Can someone help me?
first off, take a little review of what defines a function.
You will note that all these relations are 1-to-1.
Now, does adding or subtracting change that?
Of course, I'd be happy to help you with your question! To answer the question about the inverse of the sum or difference of functions, we need to select two specific functions that have inverses.
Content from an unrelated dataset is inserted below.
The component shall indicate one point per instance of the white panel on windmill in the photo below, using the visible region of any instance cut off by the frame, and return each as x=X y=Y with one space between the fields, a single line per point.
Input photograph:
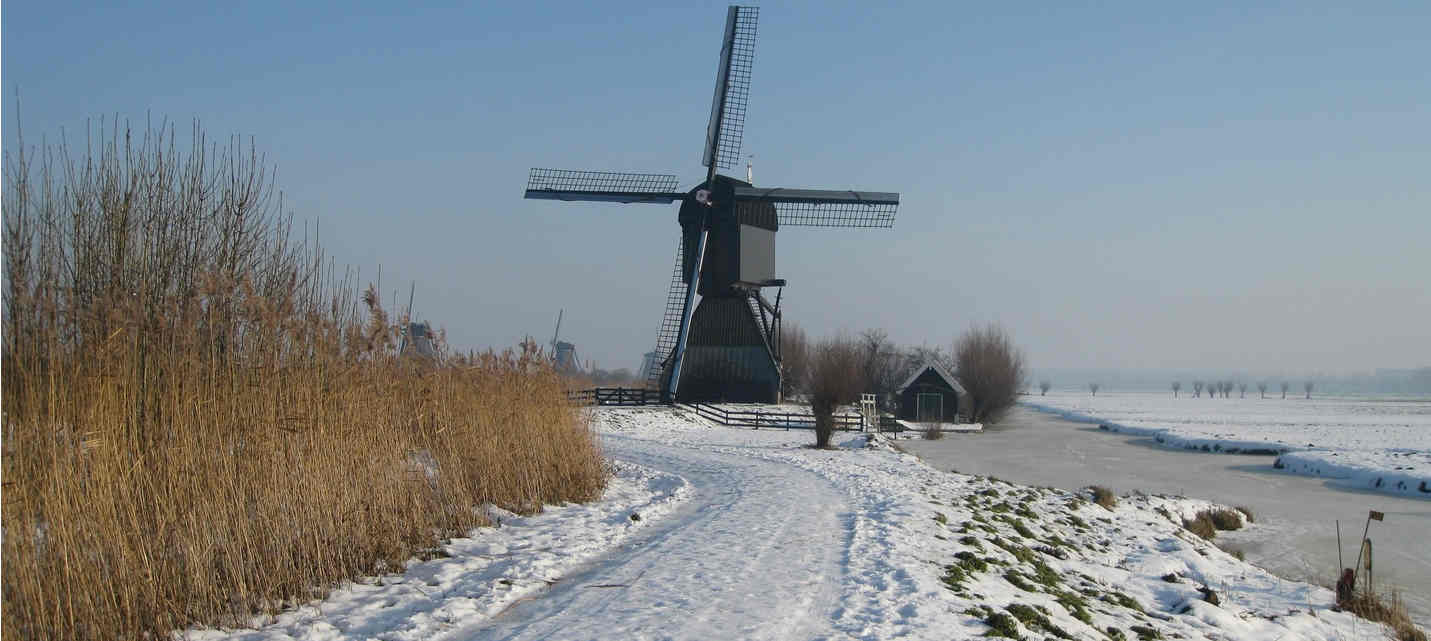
x=757 y=253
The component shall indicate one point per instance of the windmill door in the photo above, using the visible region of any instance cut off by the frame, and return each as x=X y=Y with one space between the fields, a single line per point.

Let's choose the functions f(x) = 2x and g(x) = x/4. Both of these functions have inverses. To find their inverses, we need to swap the roles of x and y and solve for y.
For f(x) = 2x, we swap x and y to get x = 2y and solve for y: y = x/2. So, the inverse of f(x) is f^(-1)(x) = x/2.
For g(x) = x/4, swapping x and y gives x = y/4. Solving for y, y = 4x. Therefore, the inverse of g(x) is g^(-1)(x) = 4x.
Now let's consider the sum and difference of these functions.
The sum of f(x) and g(x) is h(x) = f(x) + g(x) = 2x + x/4. To find the inverse of h(x), we need to find the inverse of f(x) + g(x).
Using the derived inverses, f^(-1)(x) = x/2 and g^(-1)(x) = 4x, we can rewrite h(x) as h(x) = f^(-1)(x) + g^(-1)(x) = x/2 + 4x.
To find the inverse of h(x), we need to swap x and y and solve for y. Let's call the inverse of h(x) as h^(-1)(x).
Swapping x and y: x = y/2 + 4y.
To solve for y, we need to isolate y. Let's multiply both sides of the equation by 2 to get rid of the fraction: 2x = y + 8y.
Combining like terms, we get 2x = 9y. Dividing both sides by 9: y = (2/9)x.
Therefore, the inverse of h(x) = x/2 + 4x is h^(-1)(x) = (2/9)x. As we can see, the inverse of the sum of the original functions is a function.
Similarly, you can also find the inverse of the difference of the original functions if desired.